The water and sewer system was a great step forward when it was built over a hundred years ago, but today, sewage backs up, water pipes burst, roads are washed out, neighborhoods have sinkholes, and children’s health is put at risk – all because the system has not been maintained.
Bridges are crumbling, and roads are filled with potholes and bumpy patches – making driving to work slow and often dangerous. Public transit is inadequate, without enough light rail, and a slow and unreliable bus system.
Decent, affordable housing disappeared as the city closed down public housing and stopped making repairs on housing that remained open – even while the bank-caused mortgage crisis drove people out of their homes. Average rent jumped up 40% in the last 15 years, and workers’ neighborhoods deteriorated as more people lost their housing.
Clearly, the city is not being run to meet the basic needs of ordinary people.
It’s not for lack of money. Baltimore has wealth. But that wealth is not used to pay for schools, water and sewage, housing, roads and transit – services that should be fully provided in a modern country.
Baltimore is the largest center of business and commerce in the state. But city government has exempted much of downtown Baltimore’s business and real estate from all or most property taxes through special deals – TIFs, PILOTs and other subsidies. So property taxes – which are used to pay for schools – are starved for money. And taxes, fees and other charges collected to pay for roads or the water system are diverted to cover the cost of subsidies.

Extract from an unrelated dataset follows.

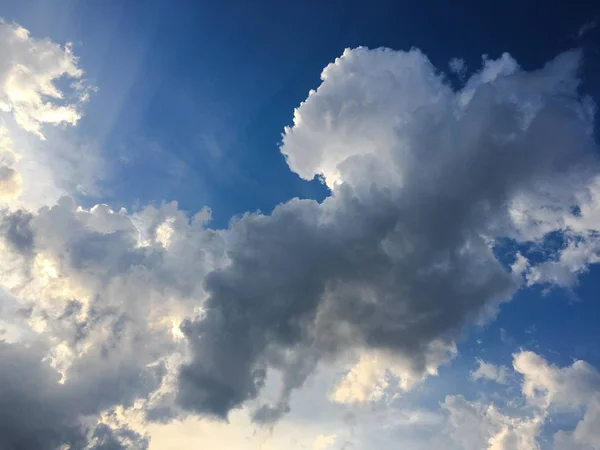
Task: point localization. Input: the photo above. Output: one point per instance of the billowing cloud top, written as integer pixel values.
(156, 312)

This is not normal, not natural. It’s the result of choices made by Baltimore’s political leaders over the years. Look at the wealth that has been put into the Inner Harbor since the Schaefer administration. That’s where Baltimore’s wealth has gone, that where our taxes are spent, to enrich the "developers" and the banks. All those expensive condos, townhouses, apartments with a views – they were all built on tax breaks, which drained money out of public services for the majority of the population.
The solutions to these problems are not complicated – it simply requires that public money be used for public purposes. People should be hired to work on housing, to improve the schools, to pave the roads and build more transit, to repair and maintain water and sewer systems.
Tens of thousands of people are unemployed in Baltimore. Many more than that are needed to put this city in livable shape for the whole population. Hire the unemployed for decent wages, start work on the services people need – and begin to chip away at the poverty that pervades the city.
These are not the solutions favored by Democrats and Republicans. Both parties work to enrich the developers through subsidies and tax breaks.
Some city council members may vote against those subsidies and tax breaks. But one or two individual council members cannot change the basic direction of this society.
That will require a fight. To force the bosses to pay for the crisis they created, to take public money and use it for public purposes, to take their stolen wealth away from them – that will require a struggle by working people, a determined, massive fight.
The elections won’t bring about that fight. But we can use the elections to say we are fed up, to say we want to see that fight happen.
I am running for Baltimore City Council, District 14, in order to give others who think like this, a way to register their agreement, a way to say they are fed up, a way to say they understand the working class must fight for what it needs.